Harry bajó la vista hacia el periódico, pero fue incapaz de leer una palabra. Lo dejó y miró por la ventana. El poderoso avión se internaba majestuosamente en las aguas de Southampton. Vio transatlánticos que se alineaban a los largo del muelle. Ya se encontraban a cierta distancia, y varias embarcaciones más pequeñas que se interponían entre él y la tierra. Ya no puedo bajar, pensó.

El mar estaba más picado en el centro del estuario. Harry no solía marearse, pero cuando el clipper empezó a cabalgar sobre las olas se sintió incomodo. El compartimiento parecía la habitación de una casa, pero el movimiento le recordó la navegación de un barco, un frágil cascarón de aluminio.

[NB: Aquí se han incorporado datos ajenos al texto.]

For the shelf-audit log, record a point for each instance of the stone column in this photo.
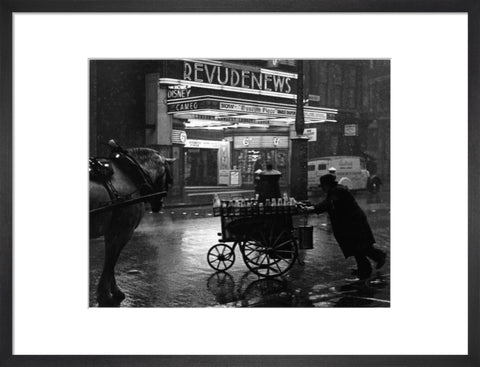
(298, 169)
(299, 154)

El avión llegó al centro del estuario, aminoró la velocidad y empezó a girar. La brisa lo mecía, y Harry comprendió que iba a aprovechar el viento para despegar. Dio la impresión de que se detenía, vacilaba, cabeceaba a causa del viento y se mecia con el leve oleaje, como un monstruoso animal olfateando el aire con su enorme hocico. La tensión era excesiva; harry, con gran esfuerzo de voluntad, reprimió su deseo de saltar del asiento y gritar que lo dejaran salir.

De pronto, se oyó un terrorífico ruido, como si se hubiera desencadenado una espantosa tormenta: los cuatro gigantescos motores funcionaban a toda su capacidad. Harry, sobresaltado, lanzó un grito, ahogado por el estruendo de las máquinas. El avión pareció estabilizarse un poco en el agua, como si se estuviera hundiendo a causa del esfuerzo, pero un momento después se precipito hacia adelante.

Ganó velocidad rápidamente, como una lancha motora, sólo que ningún barco tan grande podía acelerar tan deprisa. Chorros de agua blanca pasaban disparados por las ventanas. El clipper aún cabeceaba y oscilaba con los movimientos del mar. Harry deseaba cerrar los ojos, pero al mismo tiempo le aterraba hacerlo. El pánico se había apoderado de él. Voy a morir, pensó presa se la histeria.

El clipper aumentaba a cada segundo la velocidad. Harry nunca había viajado por el agua con tal celeridad; no había lancha que la alcanzara. Iban a setenta y cinco, noventa, ciento diez kilómetros por hora. La espuma azotaba las ventanas e impedía la visión. Vamos a hundirnos, estallar o estrellarnos, pensó Harry.

Captó una nueva vibración, como si corrieran en coche a campo traviesa. ¿Qué era? Harry estaba seguro de que algo iba muy mal, y que el avión se estrellaría de un momento a otro. Se imaginó que el avión había empezado a elevarse y que la vibración era producida por los choques contra las olas, como si fuera una lancha rápida. ¿Era normal?

De pronto, dio la impresión de que el tirón del agua disminuía. Harry forzó la vista a través de la espuma y vio que la superficie del estuario aparecía ladeada, y comprendió que el morro del avión apuntaba hacia arriba, aunque no había notado el cambio. Estaba aterrorizado y quería vomitar. Tragó saliva.